Ciudad de México. – En 50 días arrancará la Copa Mundial de Fútbol 2026 con el partido entre México y Sudáfrica. Este evento, que tendrá lugar en 16 ciudades, enfrenta desafíos significativos debido a las políticas migratorias implementadas durante la administración anterior de Donald Trump, principalmente para los aficionados que vengan de países específicos.
El año pasado, el gobierno estadounidense publicó proclamaciones restringiendo la entrada de personas de 39 naciones. Esto significa que los aficionados provenientes de esos países no podrán asistir a los partidos en Estados Unidos, a menos que cuenten con visas obtenidas antes de la restricción o califiquen para excepciones muy limitadas. Entre los países afectados se encuentran Côte d’Ivoire, Haití, Irán y Senegal.
Desde el 2 de abril de 2026, el Departamento de Estado de EE. UU. amplió su “Programa de Visa Bond”, que exige a ciudadanos de 50 naciones pagar un vínculo de hasta $15,000 antes de viajar temporalmente a EE. UU. para negocios o turismo. Este cambio impacta a cinco países calificados para el Mundial, donde FIFA está trabajando para obtener exenciones para jugadores y personal.
Además, se genera incertidumbre respecto a la participación del equipo iraní en el torneo. Aunque normalmente los equipos nacionales están exentos de bans de viaje, la situación actual entre EE. UU., Israel e Irán complica las cosas. La federación iraní solicitó a FIFA que sus juegos se trasladaran a México, pero la solicitud fue rechazada.

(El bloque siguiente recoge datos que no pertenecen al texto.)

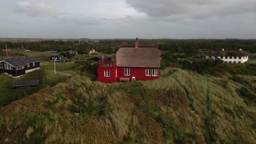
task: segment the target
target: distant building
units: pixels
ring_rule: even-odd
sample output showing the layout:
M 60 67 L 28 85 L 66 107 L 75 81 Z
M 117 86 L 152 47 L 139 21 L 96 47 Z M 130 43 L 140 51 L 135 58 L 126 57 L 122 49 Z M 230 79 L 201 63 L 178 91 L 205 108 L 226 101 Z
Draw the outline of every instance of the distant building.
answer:
M 64 58 L 63 59 L 61 59 L 61 62 L 62 62 L 62 63 L 69 62 L 70 62 L 70 59 L 67 58 Z
M 40 62 L 34 57 L 0 59 L 0 74 L 4 74 L 15 79 L 39 69 Z
M 92 53 L 97 52 L 94 49 L 89 49 L 85 50 L 85 51 L 89 54 L 90 55 Z
M 72 50 L 68 51 L 67 52 L 67 53 L 69 53 L 69 55 L 78 55 L 78 52 L 77 52 L 77 51 L 72 51 Z
M 64 58 L 64 56 L 62 55 L 58 55 L 56 56 L 53 56 L 50 57 L 51 61 L 54 61 L 54 57 L 55 57 L 56 61 L 60 61 L 62 58 Z
M 1 49 L 1 51 L 10 51 L 11 49 Z
M 57 53 L 57 52 L 56 51 L 45 51 L 45 52 L 48 52 L 48 53 Z
M 98 81 L 114 83 L 118 80 L 150 80 L 159 78 L 160 68 L 159 50 L 156 46 L 139 47 L 137 38 L 133 47 L 121 47 L 116 59 L 98 62 Z
M 242 49 L 238 51 L 222 49 L 221 51 L 208 51 L 206 58 L 223 60 L 226 63 L 243 63 L 248 60 L 248 55 Z
M 106 55 L 99 56 L 89 58 L 88 59 L 88 61 L 94 61 L 94 62 L 98 62 L 98 61 L 106 58 L 110 58 L 110 57 Z

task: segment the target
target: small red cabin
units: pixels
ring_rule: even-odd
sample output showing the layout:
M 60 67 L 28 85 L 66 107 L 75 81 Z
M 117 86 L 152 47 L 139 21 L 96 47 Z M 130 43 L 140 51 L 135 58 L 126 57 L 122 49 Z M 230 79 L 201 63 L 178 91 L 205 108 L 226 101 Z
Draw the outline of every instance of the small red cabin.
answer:
M 160 55 L 157 47 L 140 47 L 137 39 L 135 47 L 120 48 L 116 59 L 103 59 L 98 62 L 98 81 L 114 83 L 121 80 L 157 79 L 159 77 Z

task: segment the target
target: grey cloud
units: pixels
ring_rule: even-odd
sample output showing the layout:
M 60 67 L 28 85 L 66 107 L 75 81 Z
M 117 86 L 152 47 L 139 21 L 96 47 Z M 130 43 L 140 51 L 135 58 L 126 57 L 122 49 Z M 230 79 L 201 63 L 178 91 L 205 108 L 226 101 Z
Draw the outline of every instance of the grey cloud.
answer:
M 43 3 L 18 2 L 14 10 L 32 17 L 49 17 L 63 25 L 94 25 L 104 20 L 59 11 L 50 5 Z
M 256 0 L 126 0 L 150 17 L 181 16 L 193 19 L 256 13 Z
M 34 17 L 57 14 L 52 7 L 43 3 L 18 2 L 15 11 L 18 13 L 25 13 Z

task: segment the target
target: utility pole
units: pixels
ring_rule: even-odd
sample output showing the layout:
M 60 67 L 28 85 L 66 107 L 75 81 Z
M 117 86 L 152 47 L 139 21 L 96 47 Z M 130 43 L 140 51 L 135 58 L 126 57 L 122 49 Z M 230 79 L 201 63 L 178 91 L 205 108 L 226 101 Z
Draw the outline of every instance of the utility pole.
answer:
M 8 56 L 8 52 L 7 52 L 7 45 L 5 44 L 6 56 Z
M 55 54 L 54 54 L 54 74 L 56 75 Z

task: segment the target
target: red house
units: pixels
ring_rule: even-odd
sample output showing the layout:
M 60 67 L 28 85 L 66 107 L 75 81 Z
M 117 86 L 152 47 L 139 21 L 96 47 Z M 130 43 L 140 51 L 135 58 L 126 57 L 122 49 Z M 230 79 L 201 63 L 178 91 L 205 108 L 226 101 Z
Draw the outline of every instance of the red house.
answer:
M 152 45 L 141 45 L 138 39 L 135 47 L 121 47 L 117 58 L 98 62 L 98 81 L 114 83 L 118 80 L 150 80 L 159 77 L 160 52 Z
M 10 51 L 11 49 L 1 49 L 1 51 Z

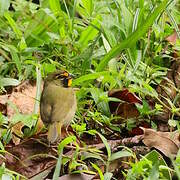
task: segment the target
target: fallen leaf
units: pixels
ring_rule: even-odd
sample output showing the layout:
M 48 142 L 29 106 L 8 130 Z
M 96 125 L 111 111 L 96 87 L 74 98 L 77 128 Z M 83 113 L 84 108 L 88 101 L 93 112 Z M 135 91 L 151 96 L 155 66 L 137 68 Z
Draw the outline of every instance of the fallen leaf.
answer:
M 128 89 L 114 89 L 108 92 L 109 97 L 120 99 L 123 102 L 109 102 L 109 108 L 112 114 L 118 115 L 124 119 L 139 116 L 135 103 L 142 104 L 142 101 L 135 94 L 129 92 Z
M 51 147 L 45 146 L 35 139 L 28 139 L 17 146 L 5 148 L 6 167 L 16 171 L 28 179 L 56 165 L 53 156 L 57 154 Z
M 160 132 L 149 128 L 142 128 L 144 131 L 143 143 L 161 151 L 167 157 L 175 156 L 180 147 L 179 132 Z

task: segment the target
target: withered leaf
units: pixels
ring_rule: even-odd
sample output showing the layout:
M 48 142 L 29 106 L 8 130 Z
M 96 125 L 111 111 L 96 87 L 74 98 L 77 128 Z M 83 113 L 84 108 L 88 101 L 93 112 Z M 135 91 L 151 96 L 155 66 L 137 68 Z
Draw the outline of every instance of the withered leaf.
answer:
M 167 157 L 177 154 L 180 147 L 179 132 L 160 132 L 150 128 L 142 129 L 144 131 L 143 143 L 146 146 L 158 149 Z

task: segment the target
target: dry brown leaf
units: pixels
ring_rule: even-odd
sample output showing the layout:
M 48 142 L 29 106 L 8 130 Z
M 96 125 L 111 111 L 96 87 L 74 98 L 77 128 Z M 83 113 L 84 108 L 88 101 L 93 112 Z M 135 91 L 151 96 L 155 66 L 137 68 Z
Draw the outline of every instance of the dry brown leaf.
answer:
M 6 167 L 16 171 L 28 179 L 56 165 L 57 154 L 51 147 L 45 146 L 34 139 L 29 139 L 17 146 L 6 147 Z
M 161 151 L 167 157 L 177 154 L 180 141 L 178 132 L 160 132 L 153 129 L 142 128 L 144 131 L 143 143 Z

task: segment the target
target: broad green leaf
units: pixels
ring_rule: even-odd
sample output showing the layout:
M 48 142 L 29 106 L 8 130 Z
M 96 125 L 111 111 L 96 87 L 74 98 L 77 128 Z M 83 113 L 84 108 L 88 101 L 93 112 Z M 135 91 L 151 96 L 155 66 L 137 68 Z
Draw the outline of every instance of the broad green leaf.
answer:
M 9 50 L 10 50 L 12 60 L 14 61 L 15 65 L 17 67 L 19 78 L 21 78 L 21 75 L 22 75 L 22 63 L 21 63 L 21 61 L 19 59 L 19 56 L 18 56 L 18 54 L 17 54 L 17 52 L 15 51 L 14 48 L 11 48 L 9 46 Z
M 59 0 L 49 0 L 49 6 L 55 16 L 61 12 L 61 4 Z
M 110 172 L 106 172 L 104 174 L 104 180 L 111 180 L 113 177 L 113 173 L 110 173 Z
M 104 143 L 104 145 L 106 147 L 107 154 L 108 154 L 108 160 L 109 160 L 111 158 L 111 148 L 107 142 L 107 139 L 102 134 L 100 134 L 99 132 L 97 132 L 97 134 L 99 135 L 99 137 L 101 138 L 102 142 Z
M 96 71 L 102 71 L 112 58 L 120 54 L 122 50 L 132 47 L 147 32 L 149 27 L 153 24 L 154 20 L 166 8 L 168 2 L 168 0 L 164 0 L 161 4 L 159 4 L 159 6 L 150 14 L 150 16 L 146 18 L 145 23 L 142 24 L 141 27 L 128 36 L 127 39 L 113 47 L 101 60 L 96 68 Z
M 0 78 L 0 87 L 18 86 L 21 82 L 13 78 Z
M 4 13 L 4 17 L 8 20 L 11 28 L 13 29 L 14 33 L 16 34 L 18 39 L 21 39 L 22 37 L 22 32 L 19 30 L 16 22 L 14 21 L 14 19 L 10 16 L 9 12 L 5 12 Z
M 58 145 L 58 153 L 59 153 L 59 157 L 58 157 L 58 161 L 56 164 L 56 168 L 53 174 L 53 180 L 57 180 L 59 178 L 60 175 L 60 171 L 61 171 L 61 164 L 62 164 L 62 155 L 63 155 L 63 149 L 64 147 L 69 144 L 76 141 L 76 136 L 69 136 L 65 139 L 63 139 L 59 145 Z
M 93 12 L 93 0 L 82 0 L 83 6 L 89 15 Z
M 9 9 L 10 0 L 1 0 L 0 1 L 0 16 L 4 14 L 5 11 Z
M 97 28 L 100 28 L 101 16 L 97 15 L 95 20 L 93 20 L 89 26 L 81 33 L 78 44 L 82 49 L 88 46 L 90 40 L 95 39 L 98 34 Z M 96 28 L 97 27 L 97 28 Z
M 89 80 L 97 79 L 101 76 L 106 76 L 108 74 L 109 74 L 108 71 L 103 71 L 103 72 L 97 72 L 97 73 L 92 73 L 92 74 L 87 74 L 87 75 L 81 76 L 73 81 L 73 86 L 79 85 L 79 84 L 83 83 L 84 81 L 89 81 Z
M 50 9 L 45 8 L 39 9 L 34 14 L 34 18 L 30 20 L 24 36 L 28 47 L 40 46 L 51 41 L 51 37 L 47 32 L 57 33 L 58 31 L 56 17 Z
M 98 172 L 98 174 L 100 176 L 100 180 L 104 180 L 104 176 L 103 176 L 103 173 L 102 173 L 101 169 L 96 164 L 94 164 L 94 163 L 91 163 L 91 165 L 92 165 L 92 167 L 94 169 L 97 170 L 97 172 Z
M 128 157 L 133 156 L 133 154 L 127 150 L 118 151 L 116 153 L 113 153 L 110 157 L 110 161 L 114 161 L 116 159 L 122 158 L 122 157 Z
M 76 136 L 69 136 L 63 139 L 58 145 L 58 152 L 60 152 L 60 150 L 63 149 L 67 144 L 72 143 L 74 141 L 76 141 Z

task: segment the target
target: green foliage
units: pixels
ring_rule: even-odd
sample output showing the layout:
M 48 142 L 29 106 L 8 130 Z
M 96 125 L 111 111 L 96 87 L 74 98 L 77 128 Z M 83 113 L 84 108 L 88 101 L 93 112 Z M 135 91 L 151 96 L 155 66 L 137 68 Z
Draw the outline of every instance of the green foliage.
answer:
M 171 179 L 171 169 L 162 156 L 155 150 L 144 156 L 139 162 L 131 163 L 126 179 Z
M 85 164 L 89 159 L 102 161 L 105 173 L 98 164 L 90 164 L 101 179 L 111 179 L 109 164 L 112 161 L 127 156 L 135 159 L 126 148 L 112 153 L 106 139 L 107 128 L 121 132 L 121 122 L 113 124 L 114 117 L 108 106 L 110 100 L 117 102 L 115 98 L 108 98 L 111 89 L 128 88 L 138 94 L 143 100 L 143 105 L 138 106 L 141 118 L 158 114 L 168 106 L 172 112 L 169 124 L 179 127 L 179 123 L 174 122 L 179 112 L 177 100 L 167 99 L 166 105 L 155 90 L 167 73 L 174 50 L 178 53 L 180 49 L 179 40 L 173 48 L 165 41 L 174 29 L 180 37 L 177 4 L 168 0 L 41 0 L 40 4 L 25 0 L 0 1 L 0 90 L 17 86 L 26 79 L 36 79 L 38 100 L 42 77 L 56 69 L 69 70 L 76 77 L 73 86 L 80 88 L 72 128 L 79 137 L 99 136 L 106 147 L 107 156 L 104 156 L 97 149 L 80 148 L 74 137 L 68 137 L 59 145 L 54 179 L 59 176 L 61 165 L 68 163 L 69 172 L 93 174 Z M 147 96 L 157 100 L 154 109 L 147 104 Z M 38 101 L 34 107 L 34 114 L 37 113 Z M 3 143 L 10 141 L 14 124 L 23 122 L 27 126 L 24 135 L 31 136 L 36 130 L 36 120 L 34 115 L 17 112 L 9 122 L 0 114 L 1 149 Z M 95 124 L 93 128 L 91 123 Z M 132 127 L 132 121 L 128 120 L 126 126 Z M 72 159 L 62 158 L 68 143 L 74 143 L 76 149 Z M 155 159 L 149 154 L 131 164 L 126 177 L 170 178 L 162 158 L 158 160 L 157 153 L 152 153 Z M 179 174 L 178 157 L 173 162 Z M 77 170 L 79 166 L 82 170 Z M 3 166 L 1 172 L 6 174 L 6 171 Z

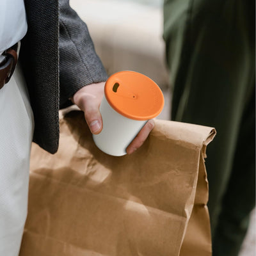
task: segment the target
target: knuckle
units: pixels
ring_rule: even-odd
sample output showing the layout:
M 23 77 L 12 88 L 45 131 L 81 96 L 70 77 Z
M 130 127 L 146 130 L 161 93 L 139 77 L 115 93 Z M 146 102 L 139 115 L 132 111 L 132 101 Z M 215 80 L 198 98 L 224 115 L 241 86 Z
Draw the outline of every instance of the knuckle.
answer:
M 148 122 L 148 127 L 152 130 L 155 126 L 155 122 L 153 120 L 150 120 Z

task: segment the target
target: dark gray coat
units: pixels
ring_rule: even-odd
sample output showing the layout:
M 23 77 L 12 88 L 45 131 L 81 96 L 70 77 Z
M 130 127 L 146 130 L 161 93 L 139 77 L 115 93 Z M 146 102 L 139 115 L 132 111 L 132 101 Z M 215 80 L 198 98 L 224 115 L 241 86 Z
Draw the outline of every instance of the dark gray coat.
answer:
M 20 60 L 35 116 L 34 141 L 54 154 L 60 108 L 78 90 L 108 78 L 86 25 L 68 0 L 25 0 L 28 31 Z

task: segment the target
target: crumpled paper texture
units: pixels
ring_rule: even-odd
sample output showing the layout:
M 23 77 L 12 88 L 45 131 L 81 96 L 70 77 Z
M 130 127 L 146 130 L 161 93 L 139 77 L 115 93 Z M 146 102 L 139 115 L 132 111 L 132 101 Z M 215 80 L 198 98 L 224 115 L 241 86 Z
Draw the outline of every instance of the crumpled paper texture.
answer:
M 58 152 L 33 145 L 20 256 L 211 255 L 213 128 L 157 120 L 141 148 L 113 157 L 94 145 L 83 112 L 60 115 Z

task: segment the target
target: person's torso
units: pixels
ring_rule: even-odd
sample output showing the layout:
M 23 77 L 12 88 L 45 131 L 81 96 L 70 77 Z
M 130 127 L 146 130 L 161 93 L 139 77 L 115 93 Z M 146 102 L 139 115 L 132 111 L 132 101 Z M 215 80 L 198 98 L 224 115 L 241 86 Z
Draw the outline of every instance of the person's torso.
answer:
M 20 41 L 27 29 L 24 0 L 1 0 L 0 56 Z

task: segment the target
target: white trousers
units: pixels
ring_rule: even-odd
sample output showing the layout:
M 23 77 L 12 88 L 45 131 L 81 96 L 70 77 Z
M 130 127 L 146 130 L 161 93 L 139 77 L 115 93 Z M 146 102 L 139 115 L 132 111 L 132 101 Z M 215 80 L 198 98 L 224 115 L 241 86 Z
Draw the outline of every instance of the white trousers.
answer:
M 0 90 L 0 255 L 17 256 L 27 216 L 33 112 L 19 65 Z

La llegada a EE. UU. implica otros desafíos relacionados con la inmigración. Agentes de la Oficina de Aduanas y Protección Fronteriza han incrementado los registros de teléfonos a los viajeros, deteniendo el ingreso de personas bajo nuevos criterios. Esta situación ha llevado a la unión UNITE HERE Local 11 a presentar una queja, pidiendo restricciones para que ICE no acceda al estadio durante el Mundial.